Piramal Enterprises Future Earnings Per Share Growth

Piramal Enterprises Future Earnings Per Share Growth

Risks

What could happen that would invalidate this narrative?
  • Rising risks in open-market MSME unsecured lending and persistent credit deterioration in this segment (notably with fresh origination risk deteriorating in 23 of 30 sectors) may elevate credit costs and increase potential for higher NPAs, negatively impacting net earnings and profitability over time.
  • Regulatory changes, such as the upcoming RBI rule on the elimination of prepayment charges for floating rate loans to individuals and MSMEs (effective January 2026), will lead to a loss of prepayment fee income in key retail products, reducing future revenue streams and potentially weighing on margins.
  • A declining capital adequacy ratio (from 23.6% to 19.3% as a result of business growth and regulatory classification changes), combined with continued rapid AUM growth, could necessitate an equity raise or restrict lending expansion, hampering AUM and revenue growth-especially if regulatory or rating agency pressures arise.
  • Ongoing reliance on internal credit data for ECL provisioning may lead to under-provisioning if macroeconomic or market-wide risks emerge that are not reflected in recent internal performance, risking future earnings volatility and a sudden rise in provisioning costs.
  • Intensifying competition from banks and agile fintechs, especially as digital lending and FLDG (first loss default guarantee) usage increases, could compress spreads and force Piramal to compete on price or invest heavily in technology, resulting in lower net interest margins and rising OpEx, ultimately threatening earnings growth and ROE.

Valuation

How have all the factors above been brought together to estimate a fair value?
  • The analysts have a consensus price target of ₹1185.0 for Piramal Enterprises based on their expectations of its future earnings growth, profit margins and other risk factors. However, there is a degree of disagreement amongst analysts, with the most bullish reporting a price target of ₹1350.0, and the most bearish reporting a price target of just ₹950.0.
  • In order for you to agree with the analyst's consensus, you'd need to believe that by 2028, revenues will be ₹82.5 billion, earnings will come to ₹27.5 billion, and it would be trading on a PE ratio of 14.8x, assuming you use a discount rate of 14.4%.
  • Given the current share price of ₹1092.15, the analyst price target of ₹1185.0 is 7.8% higher. The relatively low difference between the current share price and the analyst consensus price target indicates that they believe on average, the company is fairly priced.
  • We always encourage you to reach your own conclusions though. So sense check these analyst numbers against your own assumptions and expectations based on your understanding of the business and what you believe is probable.
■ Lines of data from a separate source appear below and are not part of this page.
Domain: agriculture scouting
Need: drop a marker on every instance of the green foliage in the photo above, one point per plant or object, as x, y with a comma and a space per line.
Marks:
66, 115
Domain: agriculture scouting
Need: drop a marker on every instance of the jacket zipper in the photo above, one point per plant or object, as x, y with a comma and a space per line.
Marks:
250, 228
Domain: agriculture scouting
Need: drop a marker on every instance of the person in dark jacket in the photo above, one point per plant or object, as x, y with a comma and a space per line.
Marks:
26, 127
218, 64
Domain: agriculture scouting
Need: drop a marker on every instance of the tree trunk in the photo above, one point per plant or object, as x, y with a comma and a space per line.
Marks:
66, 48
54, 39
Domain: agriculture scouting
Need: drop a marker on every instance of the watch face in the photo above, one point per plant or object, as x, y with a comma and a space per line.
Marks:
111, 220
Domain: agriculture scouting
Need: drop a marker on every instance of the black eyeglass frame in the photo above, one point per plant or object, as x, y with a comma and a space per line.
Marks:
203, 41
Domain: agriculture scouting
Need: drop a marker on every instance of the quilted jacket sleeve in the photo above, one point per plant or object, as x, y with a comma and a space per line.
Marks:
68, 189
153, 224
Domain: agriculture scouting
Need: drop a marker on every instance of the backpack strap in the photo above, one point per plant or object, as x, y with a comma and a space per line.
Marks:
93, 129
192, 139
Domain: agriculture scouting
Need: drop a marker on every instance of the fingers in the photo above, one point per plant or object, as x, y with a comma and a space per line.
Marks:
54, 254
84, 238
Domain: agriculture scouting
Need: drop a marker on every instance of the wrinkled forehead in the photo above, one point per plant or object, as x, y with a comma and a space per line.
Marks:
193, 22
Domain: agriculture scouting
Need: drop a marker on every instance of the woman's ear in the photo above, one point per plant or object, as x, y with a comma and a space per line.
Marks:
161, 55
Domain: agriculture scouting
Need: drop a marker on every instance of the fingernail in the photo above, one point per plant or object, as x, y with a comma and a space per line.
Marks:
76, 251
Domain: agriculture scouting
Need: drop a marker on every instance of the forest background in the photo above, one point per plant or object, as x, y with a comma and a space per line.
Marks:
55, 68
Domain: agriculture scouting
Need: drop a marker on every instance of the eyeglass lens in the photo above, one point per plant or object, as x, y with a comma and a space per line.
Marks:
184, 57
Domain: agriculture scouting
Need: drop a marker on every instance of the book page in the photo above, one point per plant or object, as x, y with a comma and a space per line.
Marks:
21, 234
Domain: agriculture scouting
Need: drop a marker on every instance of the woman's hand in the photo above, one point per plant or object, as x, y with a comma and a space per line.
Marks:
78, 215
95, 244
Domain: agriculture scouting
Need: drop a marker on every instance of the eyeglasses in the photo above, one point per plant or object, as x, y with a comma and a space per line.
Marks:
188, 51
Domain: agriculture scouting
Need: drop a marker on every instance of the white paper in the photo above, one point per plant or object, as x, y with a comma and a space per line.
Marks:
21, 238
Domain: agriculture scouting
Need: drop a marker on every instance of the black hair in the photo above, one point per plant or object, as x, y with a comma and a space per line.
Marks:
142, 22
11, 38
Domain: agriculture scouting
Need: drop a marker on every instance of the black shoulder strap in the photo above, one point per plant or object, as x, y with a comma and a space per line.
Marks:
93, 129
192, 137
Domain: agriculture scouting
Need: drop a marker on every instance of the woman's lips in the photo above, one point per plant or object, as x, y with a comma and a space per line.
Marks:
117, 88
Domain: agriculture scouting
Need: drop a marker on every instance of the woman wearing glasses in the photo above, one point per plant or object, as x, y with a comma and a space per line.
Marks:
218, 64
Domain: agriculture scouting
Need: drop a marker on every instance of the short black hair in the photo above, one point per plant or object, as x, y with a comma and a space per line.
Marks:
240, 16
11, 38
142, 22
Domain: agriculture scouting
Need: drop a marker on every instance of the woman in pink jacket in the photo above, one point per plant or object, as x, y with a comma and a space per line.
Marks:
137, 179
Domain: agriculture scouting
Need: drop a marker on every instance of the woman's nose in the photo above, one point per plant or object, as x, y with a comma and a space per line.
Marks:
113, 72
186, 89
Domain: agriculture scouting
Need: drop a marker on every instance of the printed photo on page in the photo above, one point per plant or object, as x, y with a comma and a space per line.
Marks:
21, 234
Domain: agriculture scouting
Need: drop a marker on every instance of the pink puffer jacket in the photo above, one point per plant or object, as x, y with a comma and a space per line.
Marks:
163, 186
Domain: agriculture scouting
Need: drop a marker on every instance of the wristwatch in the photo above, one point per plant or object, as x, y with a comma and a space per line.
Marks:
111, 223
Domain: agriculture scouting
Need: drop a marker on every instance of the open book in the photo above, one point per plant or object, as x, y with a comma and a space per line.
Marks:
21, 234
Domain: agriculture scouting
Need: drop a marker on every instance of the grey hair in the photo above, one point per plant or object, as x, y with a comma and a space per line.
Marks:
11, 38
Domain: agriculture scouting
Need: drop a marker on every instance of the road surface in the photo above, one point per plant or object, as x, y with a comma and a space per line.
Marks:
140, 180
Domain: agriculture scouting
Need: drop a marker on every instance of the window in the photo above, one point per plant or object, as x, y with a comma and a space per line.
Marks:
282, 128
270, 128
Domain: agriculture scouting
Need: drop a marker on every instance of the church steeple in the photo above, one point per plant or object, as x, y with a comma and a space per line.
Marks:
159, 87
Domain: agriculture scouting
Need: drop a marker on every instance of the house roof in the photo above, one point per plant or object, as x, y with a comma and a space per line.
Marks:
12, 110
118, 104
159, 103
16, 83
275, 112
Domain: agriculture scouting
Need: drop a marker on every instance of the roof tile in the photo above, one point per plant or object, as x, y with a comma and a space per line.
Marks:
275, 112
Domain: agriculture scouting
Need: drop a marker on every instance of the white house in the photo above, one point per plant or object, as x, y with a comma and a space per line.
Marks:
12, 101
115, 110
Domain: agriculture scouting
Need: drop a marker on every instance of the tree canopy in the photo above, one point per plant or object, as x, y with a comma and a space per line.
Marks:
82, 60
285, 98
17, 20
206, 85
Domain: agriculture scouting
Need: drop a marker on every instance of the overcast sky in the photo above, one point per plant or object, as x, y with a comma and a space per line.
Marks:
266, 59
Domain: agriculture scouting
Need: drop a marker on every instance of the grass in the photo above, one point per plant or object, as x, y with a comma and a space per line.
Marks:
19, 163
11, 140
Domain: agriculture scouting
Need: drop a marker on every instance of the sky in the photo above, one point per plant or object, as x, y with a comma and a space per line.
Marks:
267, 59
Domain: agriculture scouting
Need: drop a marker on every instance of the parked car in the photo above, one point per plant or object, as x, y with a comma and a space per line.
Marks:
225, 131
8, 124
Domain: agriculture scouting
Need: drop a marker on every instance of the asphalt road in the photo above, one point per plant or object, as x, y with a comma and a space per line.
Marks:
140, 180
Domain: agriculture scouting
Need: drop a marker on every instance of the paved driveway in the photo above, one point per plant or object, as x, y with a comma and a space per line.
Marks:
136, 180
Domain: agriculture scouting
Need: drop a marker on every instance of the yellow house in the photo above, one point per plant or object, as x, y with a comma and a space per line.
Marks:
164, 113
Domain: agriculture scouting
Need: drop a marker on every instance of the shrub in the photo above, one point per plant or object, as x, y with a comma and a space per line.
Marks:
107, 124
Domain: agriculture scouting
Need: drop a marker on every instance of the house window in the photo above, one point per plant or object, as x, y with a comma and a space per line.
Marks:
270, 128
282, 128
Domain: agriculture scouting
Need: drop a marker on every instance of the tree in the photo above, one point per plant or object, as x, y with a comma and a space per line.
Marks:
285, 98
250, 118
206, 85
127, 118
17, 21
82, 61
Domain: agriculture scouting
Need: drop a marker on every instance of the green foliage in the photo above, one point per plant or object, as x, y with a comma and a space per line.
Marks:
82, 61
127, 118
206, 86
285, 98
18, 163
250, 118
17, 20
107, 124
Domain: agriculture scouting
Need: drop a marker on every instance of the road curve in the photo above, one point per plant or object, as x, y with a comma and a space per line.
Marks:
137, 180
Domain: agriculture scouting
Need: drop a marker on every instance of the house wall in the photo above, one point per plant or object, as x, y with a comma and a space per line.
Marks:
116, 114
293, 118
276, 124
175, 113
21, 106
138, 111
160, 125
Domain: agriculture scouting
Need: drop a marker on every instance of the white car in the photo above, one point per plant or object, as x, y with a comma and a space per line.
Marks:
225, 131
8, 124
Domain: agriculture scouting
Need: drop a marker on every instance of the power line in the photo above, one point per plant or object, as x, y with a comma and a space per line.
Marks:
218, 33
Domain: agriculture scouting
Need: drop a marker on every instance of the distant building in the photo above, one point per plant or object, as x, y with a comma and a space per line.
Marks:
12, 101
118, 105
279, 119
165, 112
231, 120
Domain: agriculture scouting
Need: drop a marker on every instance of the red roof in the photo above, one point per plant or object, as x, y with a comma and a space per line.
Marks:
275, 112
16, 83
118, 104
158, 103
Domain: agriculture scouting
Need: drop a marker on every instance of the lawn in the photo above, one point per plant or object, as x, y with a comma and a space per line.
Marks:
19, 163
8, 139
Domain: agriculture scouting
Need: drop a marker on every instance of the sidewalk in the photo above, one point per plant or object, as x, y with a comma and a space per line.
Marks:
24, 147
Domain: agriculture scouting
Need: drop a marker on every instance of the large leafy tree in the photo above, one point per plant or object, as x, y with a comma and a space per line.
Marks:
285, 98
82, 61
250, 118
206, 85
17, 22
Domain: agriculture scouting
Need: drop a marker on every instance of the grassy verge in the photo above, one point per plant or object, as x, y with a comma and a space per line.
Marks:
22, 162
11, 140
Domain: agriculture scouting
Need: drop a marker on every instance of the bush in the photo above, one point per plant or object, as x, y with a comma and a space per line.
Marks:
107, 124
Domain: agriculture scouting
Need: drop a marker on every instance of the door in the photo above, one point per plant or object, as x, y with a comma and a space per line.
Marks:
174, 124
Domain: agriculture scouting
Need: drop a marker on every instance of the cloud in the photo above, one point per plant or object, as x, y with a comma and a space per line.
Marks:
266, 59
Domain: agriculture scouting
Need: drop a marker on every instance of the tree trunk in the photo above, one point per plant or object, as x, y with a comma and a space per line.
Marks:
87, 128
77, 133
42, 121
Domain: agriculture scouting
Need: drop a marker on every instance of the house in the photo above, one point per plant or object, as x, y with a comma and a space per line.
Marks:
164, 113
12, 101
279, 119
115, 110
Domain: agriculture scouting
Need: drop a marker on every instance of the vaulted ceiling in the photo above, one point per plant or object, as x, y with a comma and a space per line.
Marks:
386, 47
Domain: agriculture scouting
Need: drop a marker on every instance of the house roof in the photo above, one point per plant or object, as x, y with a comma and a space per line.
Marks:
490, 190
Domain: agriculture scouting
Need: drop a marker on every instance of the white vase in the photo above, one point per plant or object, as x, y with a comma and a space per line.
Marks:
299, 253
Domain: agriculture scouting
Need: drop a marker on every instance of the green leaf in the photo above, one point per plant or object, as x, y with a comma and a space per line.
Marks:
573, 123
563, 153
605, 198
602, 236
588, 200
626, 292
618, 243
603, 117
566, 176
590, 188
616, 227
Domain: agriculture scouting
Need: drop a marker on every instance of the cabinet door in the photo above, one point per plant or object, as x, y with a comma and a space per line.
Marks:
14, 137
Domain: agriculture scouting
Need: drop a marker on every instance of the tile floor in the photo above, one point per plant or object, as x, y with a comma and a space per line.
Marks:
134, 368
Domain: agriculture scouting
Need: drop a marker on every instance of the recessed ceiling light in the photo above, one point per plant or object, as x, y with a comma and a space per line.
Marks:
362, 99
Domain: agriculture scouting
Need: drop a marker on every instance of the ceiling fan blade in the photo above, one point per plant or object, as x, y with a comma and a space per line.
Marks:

How well do narratives help inform your perspective?

Disclaimer

AnalystConsensusTarget is a tool utilizing a Large Language Model (LLM) that ingests data on consensus price targets, forecasted revenue and earnings figures, as well as the transcripts of earnings calls to produce qualitative analysis. The narratives produced by AnalystConsensusTarget are general in nature and are based solely on analyst data and publicly-available material published by the respective companies. These scenarios are not indicative of the company's future performance and are exploratory in nature. Simply Wall St has no position in the company(s) mentioned. Simply Wall St may provide the securities issuer or related entities with website advertising services for a fee, on an arm's length basis. These relationships have no impact on the way we conduct our business, the content we host, or how our content is served to users. The price targets and estimates used are consensus data, and do not constitute a recommendation to buy or sell any stock, and they do not take account of your objectives, or your financial situation. Note that AnalystConsensusTarget's analysis may not factor in the latest price-sensitive company announcements or qualitative material.